After that, says the whitepaper, there is a stage where students do everything they can to reduce uncertainty by searching for answers to the questions:
- “Can I make this work?”
- “Will I have community?”
- “Is this programme right for me?”
- “What will my life look like?”
Only once students find reassurance about these questions will they go on to enroll with an institution.
The whitepaper frames this point in the student’s journey to study abroad with this critical insight:
“Students do not apply because they have decided. They apply because they are still deciding.”
The whitepaper is based on an analysis of student-generated content across Uni-Life communities in March-October 2025, “capturing natural, unprompted interactions between students during the decision-making process.”
The dataset included posts from homepage feeds and structured groups in Uni-Life communities across 12 universities in the UK and Europe. Those posts were from both undergraduate and postgraduate students.
Rethinking the funnel
The traditional linear enrolment funnel is structured like this:
- Awareness
- Application
- Admission
- Enrolment
The funnel’s progression suggests that once students apply or receive an offer, they are very close to making a final decision.
But the whitepaper says this funnel is reductive – and that student decision-making is much more fluid. Research shows that students tend to go back and forth in their thinking about where to go. UCAS, for example, has found that about one in four students goes back on their decision after receiving an offer and often switch institutions.
As a result, notes the whitepaper: “The most critical stage is not before application, but after admission," period in which students:
- Assess real-life feasibility;
- Seek reassurance from peers;
- Test whether their future life will actually work.
In an email exchange with ICEF Monitor, Uni-Life's director of university partnerships, Kasper Baars, said:
“What we see from the data is that student decision-making in the post-offer phase is far less linear and far less rational than is often assumed. We tend to frame the journey in neat stages, yet the data shows it's actually quite fluid and iterative with students moving back and forth between multiple dimensions at once, gradually building (or losing) confidence over time.”

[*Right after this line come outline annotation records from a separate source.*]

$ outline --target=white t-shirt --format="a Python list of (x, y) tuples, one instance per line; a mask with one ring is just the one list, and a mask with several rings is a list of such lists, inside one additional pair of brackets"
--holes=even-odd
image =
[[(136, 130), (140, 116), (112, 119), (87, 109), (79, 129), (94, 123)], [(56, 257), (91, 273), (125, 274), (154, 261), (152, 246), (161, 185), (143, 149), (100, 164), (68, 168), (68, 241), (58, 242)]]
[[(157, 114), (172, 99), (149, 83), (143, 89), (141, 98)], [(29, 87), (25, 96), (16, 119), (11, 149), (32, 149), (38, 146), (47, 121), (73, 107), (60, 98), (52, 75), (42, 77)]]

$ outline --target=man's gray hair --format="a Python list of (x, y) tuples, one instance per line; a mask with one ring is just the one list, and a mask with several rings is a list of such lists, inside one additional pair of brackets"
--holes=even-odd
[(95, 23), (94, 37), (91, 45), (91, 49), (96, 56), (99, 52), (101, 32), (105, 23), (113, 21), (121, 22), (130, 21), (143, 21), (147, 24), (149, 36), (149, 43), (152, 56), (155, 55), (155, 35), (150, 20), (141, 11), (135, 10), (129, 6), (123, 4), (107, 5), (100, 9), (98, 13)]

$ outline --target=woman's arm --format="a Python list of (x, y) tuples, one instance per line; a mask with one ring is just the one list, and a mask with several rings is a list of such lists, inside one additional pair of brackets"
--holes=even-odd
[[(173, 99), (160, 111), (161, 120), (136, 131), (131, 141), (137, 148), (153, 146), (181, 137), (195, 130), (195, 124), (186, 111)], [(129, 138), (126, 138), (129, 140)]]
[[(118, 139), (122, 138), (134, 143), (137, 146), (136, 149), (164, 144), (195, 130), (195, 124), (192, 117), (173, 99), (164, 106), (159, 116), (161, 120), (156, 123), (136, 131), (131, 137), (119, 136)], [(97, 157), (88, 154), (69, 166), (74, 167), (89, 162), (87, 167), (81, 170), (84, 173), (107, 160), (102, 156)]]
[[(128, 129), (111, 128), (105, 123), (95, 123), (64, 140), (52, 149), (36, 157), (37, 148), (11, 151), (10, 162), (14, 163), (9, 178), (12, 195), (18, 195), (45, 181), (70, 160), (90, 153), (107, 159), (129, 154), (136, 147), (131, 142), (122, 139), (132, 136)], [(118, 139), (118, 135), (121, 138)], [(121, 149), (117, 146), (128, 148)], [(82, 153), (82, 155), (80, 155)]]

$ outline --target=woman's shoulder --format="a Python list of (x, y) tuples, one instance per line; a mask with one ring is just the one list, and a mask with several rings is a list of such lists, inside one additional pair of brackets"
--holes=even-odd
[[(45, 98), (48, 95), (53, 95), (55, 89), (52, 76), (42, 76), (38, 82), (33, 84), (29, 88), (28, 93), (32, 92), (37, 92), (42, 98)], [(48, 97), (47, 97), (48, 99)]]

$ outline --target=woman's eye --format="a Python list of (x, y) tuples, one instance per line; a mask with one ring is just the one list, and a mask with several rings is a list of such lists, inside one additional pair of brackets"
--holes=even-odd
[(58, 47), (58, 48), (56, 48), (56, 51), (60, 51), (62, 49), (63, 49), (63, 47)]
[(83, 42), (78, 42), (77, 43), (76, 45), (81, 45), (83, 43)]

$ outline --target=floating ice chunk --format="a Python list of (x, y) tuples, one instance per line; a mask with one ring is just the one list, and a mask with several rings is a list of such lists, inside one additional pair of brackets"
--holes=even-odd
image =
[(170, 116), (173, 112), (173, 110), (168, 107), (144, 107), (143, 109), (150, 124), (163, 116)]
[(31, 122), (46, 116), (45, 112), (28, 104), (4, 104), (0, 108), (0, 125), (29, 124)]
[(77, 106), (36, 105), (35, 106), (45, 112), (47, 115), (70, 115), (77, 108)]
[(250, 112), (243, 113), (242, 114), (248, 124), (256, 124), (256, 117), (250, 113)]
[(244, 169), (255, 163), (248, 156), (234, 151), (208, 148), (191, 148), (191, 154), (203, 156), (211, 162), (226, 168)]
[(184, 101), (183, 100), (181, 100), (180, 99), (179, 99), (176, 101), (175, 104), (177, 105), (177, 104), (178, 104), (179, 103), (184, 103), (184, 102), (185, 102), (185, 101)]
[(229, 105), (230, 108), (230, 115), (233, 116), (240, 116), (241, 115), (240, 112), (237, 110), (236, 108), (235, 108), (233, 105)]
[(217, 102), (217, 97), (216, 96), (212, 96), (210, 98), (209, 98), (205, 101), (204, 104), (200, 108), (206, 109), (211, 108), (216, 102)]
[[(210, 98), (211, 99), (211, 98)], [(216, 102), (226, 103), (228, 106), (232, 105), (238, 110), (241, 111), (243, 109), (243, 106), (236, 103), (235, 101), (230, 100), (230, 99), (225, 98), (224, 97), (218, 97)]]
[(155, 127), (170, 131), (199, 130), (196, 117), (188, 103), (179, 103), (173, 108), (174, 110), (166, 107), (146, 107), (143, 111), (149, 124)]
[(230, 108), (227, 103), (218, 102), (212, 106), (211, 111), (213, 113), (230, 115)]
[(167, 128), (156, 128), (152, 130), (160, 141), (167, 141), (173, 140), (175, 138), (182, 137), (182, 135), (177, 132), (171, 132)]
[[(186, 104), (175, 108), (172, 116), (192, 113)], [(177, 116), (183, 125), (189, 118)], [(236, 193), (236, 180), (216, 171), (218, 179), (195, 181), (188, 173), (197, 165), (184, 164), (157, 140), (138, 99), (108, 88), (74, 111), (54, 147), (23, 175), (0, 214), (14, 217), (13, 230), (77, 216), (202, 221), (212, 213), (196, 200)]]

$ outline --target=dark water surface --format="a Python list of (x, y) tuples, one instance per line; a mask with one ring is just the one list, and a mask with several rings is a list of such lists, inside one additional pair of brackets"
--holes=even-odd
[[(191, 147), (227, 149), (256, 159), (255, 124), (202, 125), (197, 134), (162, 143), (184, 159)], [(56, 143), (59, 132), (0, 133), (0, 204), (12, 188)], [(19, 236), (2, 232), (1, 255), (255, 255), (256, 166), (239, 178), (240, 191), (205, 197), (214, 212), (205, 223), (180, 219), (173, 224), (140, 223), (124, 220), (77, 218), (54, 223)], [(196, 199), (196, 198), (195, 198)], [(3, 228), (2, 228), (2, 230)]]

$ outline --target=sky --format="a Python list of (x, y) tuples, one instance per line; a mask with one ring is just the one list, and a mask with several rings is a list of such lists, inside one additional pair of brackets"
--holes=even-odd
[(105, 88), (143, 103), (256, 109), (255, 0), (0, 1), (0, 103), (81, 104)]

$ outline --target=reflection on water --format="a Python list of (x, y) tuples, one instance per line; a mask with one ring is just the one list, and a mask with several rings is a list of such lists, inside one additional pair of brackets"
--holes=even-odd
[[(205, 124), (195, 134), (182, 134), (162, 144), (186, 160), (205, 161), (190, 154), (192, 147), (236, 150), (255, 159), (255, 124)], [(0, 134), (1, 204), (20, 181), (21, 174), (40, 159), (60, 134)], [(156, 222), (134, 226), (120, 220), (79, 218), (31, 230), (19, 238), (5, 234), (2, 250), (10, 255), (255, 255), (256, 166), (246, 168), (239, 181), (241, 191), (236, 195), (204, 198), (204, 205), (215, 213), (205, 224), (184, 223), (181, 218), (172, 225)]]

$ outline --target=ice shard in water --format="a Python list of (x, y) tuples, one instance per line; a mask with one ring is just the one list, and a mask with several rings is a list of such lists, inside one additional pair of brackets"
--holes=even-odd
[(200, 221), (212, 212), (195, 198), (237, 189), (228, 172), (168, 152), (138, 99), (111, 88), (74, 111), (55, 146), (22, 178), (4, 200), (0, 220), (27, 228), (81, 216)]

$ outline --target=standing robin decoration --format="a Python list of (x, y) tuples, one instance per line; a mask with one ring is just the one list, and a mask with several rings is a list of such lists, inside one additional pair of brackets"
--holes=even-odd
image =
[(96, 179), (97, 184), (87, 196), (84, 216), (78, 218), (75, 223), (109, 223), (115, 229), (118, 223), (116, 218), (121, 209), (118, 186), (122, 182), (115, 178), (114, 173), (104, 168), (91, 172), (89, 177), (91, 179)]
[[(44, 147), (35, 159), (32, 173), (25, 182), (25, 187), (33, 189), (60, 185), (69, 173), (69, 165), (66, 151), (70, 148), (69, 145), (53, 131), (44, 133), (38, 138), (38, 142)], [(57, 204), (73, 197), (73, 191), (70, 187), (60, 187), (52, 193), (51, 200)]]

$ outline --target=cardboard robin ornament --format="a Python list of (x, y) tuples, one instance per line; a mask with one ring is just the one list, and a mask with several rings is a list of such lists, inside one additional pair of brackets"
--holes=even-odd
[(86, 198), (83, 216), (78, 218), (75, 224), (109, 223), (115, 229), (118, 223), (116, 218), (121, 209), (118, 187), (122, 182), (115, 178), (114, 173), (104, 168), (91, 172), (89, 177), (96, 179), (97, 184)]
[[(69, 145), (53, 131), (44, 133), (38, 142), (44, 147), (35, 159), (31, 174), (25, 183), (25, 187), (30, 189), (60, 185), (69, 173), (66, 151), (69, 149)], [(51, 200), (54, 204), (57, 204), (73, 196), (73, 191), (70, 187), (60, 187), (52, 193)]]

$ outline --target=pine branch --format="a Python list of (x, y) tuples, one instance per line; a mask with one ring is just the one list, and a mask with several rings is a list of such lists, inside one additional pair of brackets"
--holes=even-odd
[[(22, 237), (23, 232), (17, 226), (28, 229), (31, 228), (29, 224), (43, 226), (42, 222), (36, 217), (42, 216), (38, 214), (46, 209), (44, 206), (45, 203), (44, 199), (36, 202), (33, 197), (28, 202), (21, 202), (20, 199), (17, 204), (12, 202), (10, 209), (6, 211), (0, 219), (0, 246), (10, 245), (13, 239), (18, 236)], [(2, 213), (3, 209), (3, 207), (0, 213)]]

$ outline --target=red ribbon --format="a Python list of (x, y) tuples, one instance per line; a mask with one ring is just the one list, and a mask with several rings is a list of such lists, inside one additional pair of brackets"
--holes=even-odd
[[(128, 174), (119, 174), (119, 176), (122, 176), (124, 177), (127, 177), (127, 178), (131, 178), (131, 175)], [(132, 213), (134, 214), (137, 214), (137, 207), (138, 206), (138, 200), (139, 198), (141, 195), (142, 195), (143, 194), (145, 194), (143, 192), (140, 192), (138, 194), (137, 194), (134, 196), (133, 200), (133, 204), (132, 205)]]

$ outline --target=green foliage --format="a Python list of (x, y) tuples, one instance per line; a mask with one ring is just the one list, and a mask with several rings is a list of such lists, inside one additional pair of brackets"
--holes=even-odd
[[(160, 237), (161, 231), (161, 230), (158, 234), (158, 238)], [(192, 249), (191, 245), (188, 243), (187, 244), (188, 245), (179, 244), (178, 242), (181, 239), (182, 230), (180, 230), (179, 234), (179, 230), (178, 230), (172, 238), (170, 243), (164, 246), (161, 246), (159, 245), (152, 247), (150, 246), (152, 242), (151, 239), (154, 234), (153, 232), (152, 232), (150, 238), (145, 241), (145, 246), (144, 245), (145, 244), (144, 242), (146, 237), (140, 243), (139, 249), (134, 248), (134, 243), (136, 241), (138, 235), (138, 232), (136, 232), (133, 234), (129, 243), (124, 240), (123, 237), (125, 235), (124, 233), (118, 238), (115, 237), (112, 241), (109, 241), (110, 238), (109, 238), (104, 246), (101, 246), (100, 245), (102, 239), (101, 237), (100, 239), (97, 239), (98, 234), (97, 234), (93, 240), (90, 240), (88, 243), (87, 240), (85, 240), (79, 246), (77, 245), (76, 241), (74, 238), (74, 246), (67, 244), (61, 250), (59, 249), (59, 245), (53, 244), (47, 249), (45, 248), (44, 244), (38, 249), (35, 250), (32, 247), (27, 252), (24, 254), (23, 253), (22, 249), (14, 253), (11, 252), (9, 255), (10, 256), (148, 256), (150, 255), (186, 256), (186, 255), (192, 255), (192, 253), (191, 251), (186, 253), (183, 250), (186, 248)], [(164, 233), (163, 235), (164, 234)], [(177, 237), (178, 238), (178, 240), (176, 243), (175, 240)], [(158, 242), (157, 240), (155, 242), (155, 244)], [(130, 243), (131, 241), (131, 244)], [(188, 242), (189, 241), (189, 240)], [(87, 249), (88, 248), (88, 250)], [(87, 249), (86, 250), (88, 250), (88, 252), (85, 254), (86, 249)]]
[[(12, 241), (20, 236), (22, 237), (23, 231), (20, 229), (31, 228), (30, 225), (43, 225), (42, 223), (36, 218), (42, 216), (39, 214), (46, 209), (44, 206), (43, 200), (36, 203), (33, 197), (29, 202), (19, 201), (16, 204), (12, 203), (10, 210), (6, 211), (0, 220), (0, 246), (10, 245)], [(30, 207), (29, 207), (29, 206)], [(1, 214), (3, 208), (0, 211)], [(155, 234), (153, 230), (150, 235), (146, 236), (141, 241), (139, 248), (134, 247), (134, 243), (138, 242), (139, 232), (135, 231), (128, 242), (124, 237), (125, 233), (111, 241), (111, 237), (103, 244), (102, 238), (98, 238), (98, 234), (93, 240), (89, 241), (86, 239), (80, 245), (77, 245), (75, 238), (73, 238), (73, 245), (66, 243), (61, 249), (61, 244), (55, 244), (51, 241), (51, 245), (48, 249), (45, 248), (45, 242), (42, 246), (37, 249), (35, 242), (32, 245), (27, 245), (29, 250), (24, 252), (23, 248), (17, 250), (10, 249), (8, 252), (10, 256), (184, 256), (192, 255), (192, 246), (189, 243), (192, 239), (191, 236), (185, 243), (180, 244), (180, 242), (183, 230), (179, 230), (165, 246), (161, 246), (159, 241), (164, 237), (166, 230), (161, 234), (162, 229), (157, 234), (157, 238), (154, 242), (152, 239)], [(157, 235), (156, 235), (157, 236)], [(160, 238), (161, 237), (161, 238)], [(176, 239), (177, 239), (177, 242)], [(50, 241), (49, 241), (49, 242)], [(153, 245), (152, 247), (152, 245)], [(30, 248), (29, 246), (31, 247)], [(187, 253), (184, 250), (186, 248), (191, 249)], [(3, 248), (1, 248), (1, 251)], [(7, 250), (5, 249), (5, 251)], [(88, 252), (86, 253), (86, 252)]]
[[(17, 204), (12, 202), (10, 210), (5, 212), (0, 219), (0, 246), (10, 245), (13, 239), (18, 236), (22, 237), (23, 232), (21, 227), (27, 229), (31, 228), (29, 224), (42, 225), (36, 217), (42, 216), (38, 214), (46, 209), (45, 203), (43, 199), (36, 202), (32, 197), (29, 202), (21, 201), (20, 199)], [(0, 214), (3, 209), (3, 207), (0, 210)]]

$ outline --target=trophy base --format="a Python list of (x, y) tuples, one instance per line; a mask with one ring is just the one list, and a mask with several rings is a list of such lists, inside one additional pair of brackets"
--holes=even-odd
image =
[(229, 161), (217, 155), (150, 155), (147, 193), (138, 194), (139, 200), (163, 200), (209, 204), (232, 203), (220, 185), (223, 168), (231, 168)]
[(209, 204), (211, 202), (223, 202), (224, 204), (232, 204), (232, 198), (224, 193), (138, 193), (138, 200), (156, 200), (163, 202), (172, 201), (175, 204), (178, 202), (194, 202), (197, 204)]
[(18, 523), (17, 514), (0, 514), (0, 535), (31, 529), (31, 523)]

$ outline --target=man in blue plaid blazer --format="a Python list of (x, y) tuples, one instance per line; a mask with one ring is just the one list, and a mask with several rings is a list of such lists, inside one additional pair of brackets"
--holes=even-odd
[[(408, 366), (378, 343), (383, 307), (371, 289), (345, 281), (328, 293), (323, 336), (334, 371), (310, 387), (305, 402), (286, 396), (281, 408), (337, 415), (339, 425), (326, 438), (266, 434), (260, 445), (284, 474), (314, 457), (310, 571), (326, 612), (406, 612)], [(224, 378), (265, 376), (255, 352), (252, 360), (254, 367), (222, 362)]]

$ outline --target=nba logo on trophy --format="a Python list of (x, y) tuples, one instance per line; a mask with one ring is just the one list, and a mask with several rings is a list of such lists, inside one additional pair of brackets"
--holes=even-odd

Top questions for students
The social listening analysis found that “feasibility” is the top concern for more than half (53%) of students, with housing the most pressing topic of posts and conversations.
“Belonging” was next at 31%, and this theme elicited the most activity in the Uni-Life community. Some engagements became so helpful that they deepened into real peer groups. The whitepaper notes:
“Belonging plays a crucial role in reducing perceived risk. When students feel socially anchored, uncertainty becomes more manageable.”
After that, students were most interested in being reassured about fit and whether a choice is right for them (“place confidence’).
Uncertainty throughout the process
Students tended to post about multiple concerns at once, gaining certainty about some questions and losing confidence about others. What’s more, they often went back and forth in terms of uncertainty and confidence about questions they initially thought they had resolved. The whitepaper notes:
“What changes over time is not what students are thinking about, but which uncertainties dominate their attention. It is better understood as a dynamic system of shifting priorities.”
This has a crucial implication for institutions:
“Institutions that align their approach with this dynamic [everchanging uncertainties] will be better positioned to support students effectively. Rather than structuring communication around internal milestones, they need to align with when different uncertainties emerge and intensify.”
What really matters in conversion
The paper’s conclusion makes an excellent point about the power of emotion to make or break a conversion: “Late-stage drop-off occurs not because interest disappears, but because one critical uncertainty remains.”
Mr Baars says:
“This raises a simple but important question: if post-offer support is still largely driven by 'information-sharing' – is it enough to address the emotional needs, such as reducing uncertainty, building belonging, and sustaining that initial excitement, so students have the confidence to make their decision? Especially as they navigate increasingly complex feasibility challenges around things like visas and housing.”
The full whitepaper explores the recruitment timeline and offers suggestions about what can be done to help students find the certainty they need to not just apply, but also to enrol.